Nous apprenons, que “tous les qua­tre mois, les min­istères et insti­tu­tions publiques con­cernés enver­ront au min­istère de la Jus­tice leurs rap­ports sur l’é­tat d’a­vance­ment de la mise en œuvre du plan d’ac­tion. Sur la base de ces rap­ports, le min­istère de la Jus­tice pré­par­era un “Rap­port annuel de mise en œuvre” et le soumet­tra à l’ap­pro­ba­tion du Comité de suivi et d’é­val­u­a­tion du plan d’ac­tion pour les droits de l’homme. Le rap­port du min­istère de la Jus­tice sera égale­ment envoyé à à l’In­sti­tu­tion du médi­a­teur de Turquie et à l’In­sti­tu­tion turque des droits de l’homme et à l’é­gal­ité (TİHEK)”. Celles-ci sont des insti­tu­tions gou­verne­men­tales, alors ne pas con­fon­dre avec les organ­i­sa­tions de société civile qui défend­ent réelle­ment les droits humains en Turquie, comme IHD, pour ne citer qu’une seule, dont les respon­s­ables sont aus­si d’ailleurs pour­suiv­iEs, parce qu’ils-elles seraient des “ter­ror­istes” ! Suiv­ez mon doigt… Bref, elles ne seront cer­taine­ment pas con­cernées par “les insti­tu­tions concernées”.

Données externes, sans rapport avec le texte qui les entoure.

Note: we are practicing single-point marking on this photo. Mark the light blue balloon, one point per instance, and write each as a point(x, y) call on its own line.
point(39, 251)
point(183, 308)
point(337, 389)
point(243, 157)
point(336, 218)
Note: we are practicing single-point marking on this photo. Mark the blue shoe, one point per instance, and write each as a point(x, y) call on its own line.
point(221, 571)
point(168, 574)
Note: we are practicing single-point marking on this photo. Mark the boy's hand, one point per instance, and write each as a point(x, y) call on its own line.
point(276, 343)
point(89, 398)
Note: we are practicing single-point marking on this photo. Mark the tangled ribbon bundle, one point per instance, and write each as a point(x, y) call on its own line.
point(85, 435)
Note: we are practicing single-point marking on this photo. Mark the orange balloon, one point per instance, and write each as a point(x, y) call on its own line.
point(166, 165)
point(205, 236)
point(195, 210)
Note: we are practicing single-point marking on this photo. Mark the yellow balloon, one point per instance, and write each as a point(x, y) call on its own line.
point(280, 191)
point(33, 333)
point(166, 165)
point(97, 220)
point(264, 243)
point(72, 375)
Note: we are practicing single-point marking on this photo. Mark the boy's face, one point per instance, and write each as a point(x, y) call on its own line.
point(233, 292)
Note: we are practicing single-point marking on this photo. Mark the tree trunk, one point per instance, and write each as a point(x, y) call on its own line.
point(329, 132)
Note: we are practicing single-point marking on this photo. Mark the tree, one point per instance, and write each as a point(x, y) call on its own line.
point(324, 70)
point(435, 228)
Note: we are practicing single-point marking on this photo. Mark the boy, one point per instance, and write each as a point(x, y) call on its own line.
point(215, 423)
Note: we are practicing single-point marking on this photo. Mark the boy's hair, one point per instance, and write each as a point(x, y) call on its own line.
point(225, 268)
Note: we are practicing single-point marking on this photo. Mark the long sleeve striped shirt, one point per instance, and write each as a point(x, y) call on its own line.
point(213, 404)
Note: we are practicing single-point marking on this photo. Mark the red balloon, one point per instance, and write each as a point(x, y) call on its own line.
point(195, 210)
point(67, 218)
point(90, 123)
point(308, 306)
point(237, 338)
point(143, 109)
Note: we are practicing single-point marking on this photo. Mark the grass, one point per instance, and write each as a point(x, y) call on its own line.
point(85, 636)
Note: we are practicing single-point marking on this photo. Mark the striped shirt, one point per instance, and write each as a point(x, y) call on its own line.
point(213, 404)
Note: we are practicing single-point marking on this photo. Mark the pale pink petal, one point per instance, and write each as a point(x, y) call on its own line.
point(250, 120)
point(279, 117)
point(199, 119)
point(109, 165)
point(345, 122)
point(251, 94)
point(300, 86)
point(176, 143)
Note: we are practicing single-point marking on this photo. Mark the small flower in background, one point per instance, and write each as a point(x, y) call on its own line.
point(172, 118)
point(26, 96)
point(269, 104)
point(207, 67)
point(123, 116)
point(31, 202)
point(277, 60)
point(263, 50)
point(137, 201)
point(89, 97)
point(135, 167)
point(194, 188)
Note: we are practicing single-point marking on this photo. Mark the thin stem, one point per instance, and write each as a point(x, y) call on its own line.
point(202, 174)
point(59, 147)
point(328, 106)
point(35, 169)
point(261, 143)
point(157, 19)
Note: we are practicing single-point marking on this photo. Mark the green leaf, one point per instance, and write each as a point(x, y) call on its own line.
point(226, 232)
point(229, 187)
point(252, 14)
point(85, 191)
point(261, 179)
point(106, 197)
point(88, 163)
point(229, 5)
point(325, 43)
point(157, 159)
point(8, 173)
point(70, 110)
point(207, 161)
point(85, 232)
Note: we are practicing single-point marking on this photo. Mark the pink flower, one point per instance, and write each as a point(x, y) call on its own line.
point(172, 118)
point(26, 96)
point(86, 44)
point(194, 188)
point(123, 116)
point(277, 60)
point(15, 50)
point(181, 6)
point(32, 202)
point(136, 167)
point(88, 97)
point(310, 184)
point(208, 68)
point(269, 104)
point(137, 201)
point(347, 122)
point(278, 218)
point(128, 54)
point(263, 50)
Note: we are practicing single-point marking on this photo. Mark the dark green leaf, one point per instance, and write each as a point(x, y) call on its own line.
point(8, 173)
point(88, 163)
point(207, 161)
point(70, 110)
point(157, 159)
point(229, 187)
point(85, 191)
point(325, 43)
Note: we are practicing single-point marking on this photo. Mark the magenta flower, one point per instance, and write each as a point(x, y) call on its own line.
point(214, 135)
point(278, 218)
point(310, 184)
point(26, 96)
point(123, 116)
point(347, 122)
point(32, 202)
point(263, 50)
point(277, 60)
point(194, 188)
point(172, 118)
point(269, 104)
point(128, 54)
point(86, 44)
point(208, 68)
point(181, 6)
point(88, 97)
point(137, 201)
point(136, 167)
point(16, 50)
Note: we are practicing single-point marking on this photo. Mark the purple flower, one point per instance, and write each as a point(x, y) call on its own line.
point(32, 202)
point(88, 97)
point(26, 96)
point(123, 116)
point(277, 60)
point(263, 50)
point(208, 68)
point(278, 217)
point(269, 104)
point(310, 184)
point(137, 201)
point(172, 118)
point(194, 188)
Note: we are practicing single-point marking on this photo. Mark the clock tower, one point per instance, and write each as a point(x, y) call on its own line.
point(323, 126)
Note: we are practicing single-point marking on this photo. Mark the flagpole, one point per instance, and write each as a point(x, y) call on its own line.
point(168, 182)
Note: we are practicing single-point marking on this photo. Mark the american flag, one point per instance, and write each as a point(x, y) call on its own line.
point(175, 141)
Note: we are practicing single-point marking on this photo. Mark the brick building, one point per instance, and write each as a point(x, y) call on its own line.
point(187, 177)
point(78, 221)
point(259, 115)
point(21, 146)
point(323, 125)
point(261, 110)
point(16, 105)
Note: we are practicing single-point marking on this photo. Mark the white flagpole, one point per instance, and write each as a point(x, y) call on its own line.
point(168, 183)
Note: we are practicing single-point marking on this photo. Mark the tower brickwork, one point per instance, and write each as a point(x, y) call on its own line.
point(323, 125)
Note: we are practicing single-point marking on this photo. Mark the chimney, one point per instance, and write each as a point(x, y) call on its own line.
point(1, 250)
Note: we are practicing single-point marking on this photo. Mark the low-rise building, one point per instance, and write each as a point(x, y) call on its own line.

Le décret con­tin­ue à pro­duire des mots, et pré­cise à nou­veau que “les insti­tu­tions citées soumet­tront leurs avis sur le rap­port, à la prési­dence et au Par­lement turc”. Ain­si, le Prési­dent pour­ra appréci­er, voire apporter son inter­ven­tion divine et experte, et le Par­lement vidé de ses âmes, dont d’in­nom­brables éluEs sont démis­Es de leur man­dat, sera “infor­mé”… C’est seule­ment après tout cela que, “Finale­ment, le rap­port sera partagé avec le pub­lic par la Prési­dence”.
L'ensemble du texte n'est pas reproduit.